Bon à côté de cela j’ai toujours bien aimé les combats. Ils sont rapides, satisfaisant et offrent de bonnes sensations à la fois visuelles tactiles. Ils reposent beaucoup sur notre capacité à déclencher parade et esquive au bon moment, c’est-à-dire juste au moment où une attaque est censée nous toucher. Les attaques ennemies peuvent être parées ou bien esquivées pour le plupart, mais certaines ne peuvent qu’être esquivées ; on les repère à un signal rouge. Sans dire que le système de combat est hyper profond, je trouve qu’il est toujours satisfaisant, bien plus par exemple que celui de Assassin’s Creed. Les combats ont quelque chose d’à la fois simple et addictif, ils sont toujours un plaisir à entreprendre.

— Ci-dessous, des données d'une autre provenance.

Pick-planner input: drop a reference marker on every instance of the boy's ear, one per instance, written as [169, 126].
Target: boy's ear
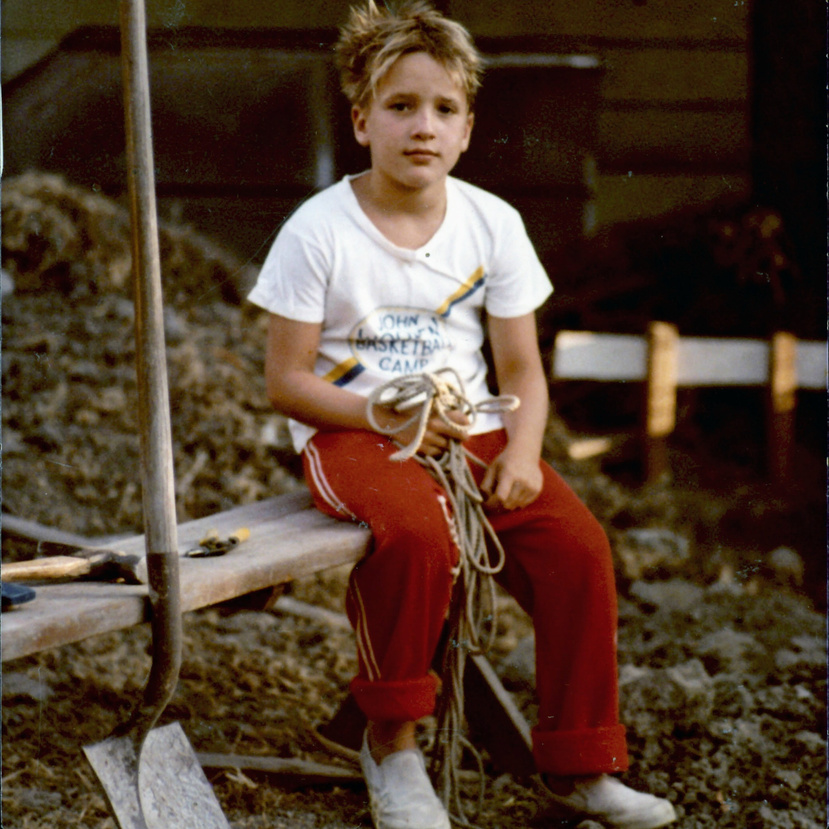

C’est la grande qualité de Ghost of Tsushima, que l’on retrouve donc sans surprise dans cette extension. Cette version PS5 exploite les vibrations de la manette Dual Sense, mais pas toujours de façon pertinente. Les meilleures vibrations sont à mon sens celles que l’on ressent à dos de cheval ; chaque pas du cheval est retranscrit en une vibration différente selon la dureté du sol foulé. Donc on fait bien la différence quand on chevauche sur des rochers ou au contraire dans de la boue. La finesse est impressionnante. Mais à côté de ça, les vibrations en combat ne m’ont pas beaucoup fait réagir, et de nombreuses vibrations superflues se déclenchent pour appuyer la navigation dans les menus ou les divers remplissages de jauge dans l’interface : j’ai trouvé cela ridicule. Les vibrations devraient seulement exprimer les sensations du protagoniste, pas la navigation dans les menus… Il en résulte une manette qui vibre en permanence et donc des vibrations « légitimes » un peu perdues dans la masse…
Cette extension reprend les qualités évidentes de l'aventure originale : la beauté plastique de l'environnement et l'efficacité de ses combats, dont l'intérêt est à mon sens un cran au-dessus de la plupart des VG blockbusters à monde ouvert. On hérite par contre d'une histoire peu convaincante rythmée par des hallucinations qui ne cessent de couper l'action pour pas grand chose. Les 60 images par seconde sur PS5 sont un plaisir, mais la Dual Sense n'est pas toujours exploitée judicieusement. Une extension qui se laisse faire mais que j'ai moins appréciée que l'histoire principale.
Verdict = ok
Note(s)
- ^ Présentation du Playstation Store.